Tuesday’s slides cannot be ignored, but at the same time, nor can the strength displayed by A-shares ETFs this year. Confirming that strength is this factoid: ASHR, the largest U.S.-listed China A-shares ETF is up 33.4% this year, but that is not good enough to place the fund among the 10 best-performing ETFs. [What’s Driving A-Shares ETFs]

A-shares ETFs have surged in almost straight line fashion since the start of March, prompting elevated valuations that are well above Hong Kong-listed stocks.

“While the Hang Seng China Enterprises Index soared 17 percent in April, the most since October 2011, A shares in China are still trading at a 31 percent premium to stocks in Hong Kong,” according to Bloomberg.

The Shanghai Composite “remains inside of a steep rising channel and this week is breaking a steep support line. Humbly, I remain of the opinion its important to keep a close eye on leadership. If the Shanghai index cools off, it could impact numerous global markets,” according to Kimble.

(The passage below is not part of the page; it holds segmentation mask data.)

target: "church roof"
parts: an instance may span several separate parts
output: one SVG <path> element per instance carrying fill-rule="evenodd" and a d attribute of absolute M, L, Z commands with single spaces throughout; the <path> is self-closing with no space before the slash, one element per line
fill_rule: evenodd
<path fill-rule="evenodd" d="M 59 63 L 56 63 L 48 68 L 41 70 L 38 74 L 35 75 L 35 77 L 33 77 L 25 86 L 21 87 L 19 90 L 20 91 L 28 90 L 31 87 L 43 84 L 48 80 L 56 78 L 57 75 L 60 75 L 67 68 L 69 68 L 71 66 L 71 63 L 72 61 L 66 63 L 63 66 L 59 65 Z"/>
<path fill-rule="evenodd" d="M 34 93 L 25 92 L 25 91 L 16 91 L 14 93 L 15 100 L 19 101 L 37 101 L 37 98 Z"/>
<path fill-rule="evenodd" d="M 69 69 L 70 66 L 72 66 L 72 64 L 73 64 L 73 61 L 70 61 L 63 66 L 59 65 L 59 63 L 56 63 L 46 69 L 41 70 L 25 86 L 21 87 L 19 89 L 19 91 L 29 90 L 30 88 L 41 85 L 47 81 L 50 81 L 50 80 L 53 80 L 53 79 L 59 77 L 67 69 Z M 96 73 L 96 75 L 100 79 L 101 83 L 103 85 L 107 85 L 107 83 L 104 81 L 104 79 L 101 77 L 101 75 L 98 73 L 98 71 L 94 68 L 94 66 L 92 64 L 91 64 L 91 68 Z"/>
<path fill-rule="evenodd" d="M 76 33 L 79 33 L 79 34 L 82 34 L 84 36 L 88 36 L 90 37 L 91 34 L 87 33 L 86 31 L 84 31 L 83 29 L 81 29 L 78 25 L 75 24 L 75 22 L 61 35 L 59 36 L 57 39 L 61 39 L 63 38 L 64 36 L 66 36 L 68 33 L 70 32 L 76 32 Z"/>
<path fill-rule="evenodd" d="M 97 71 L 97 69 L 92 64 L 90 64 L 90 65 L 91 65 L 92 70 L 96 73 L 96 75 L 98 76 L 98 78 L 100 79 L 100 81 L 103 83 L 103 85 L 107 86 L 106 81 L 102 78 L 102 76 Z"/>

For traders looking to play a Shanghai Composite retrenchment, there is not yet an inverse A-shares ETF, though Direxion has such a fund in the works.

Bearish China ETFs currently available include the Direxion Daily FTSE China Bear 3X Shares (NYSEArca: YANG) and the ProShares UltraShort FTSE China 50 (NYSEArca: FXP). Those ETFs are the triple- and double-leveraged inverse answers to the iShares China Large-Cap ETF (NYSEArca: FXI).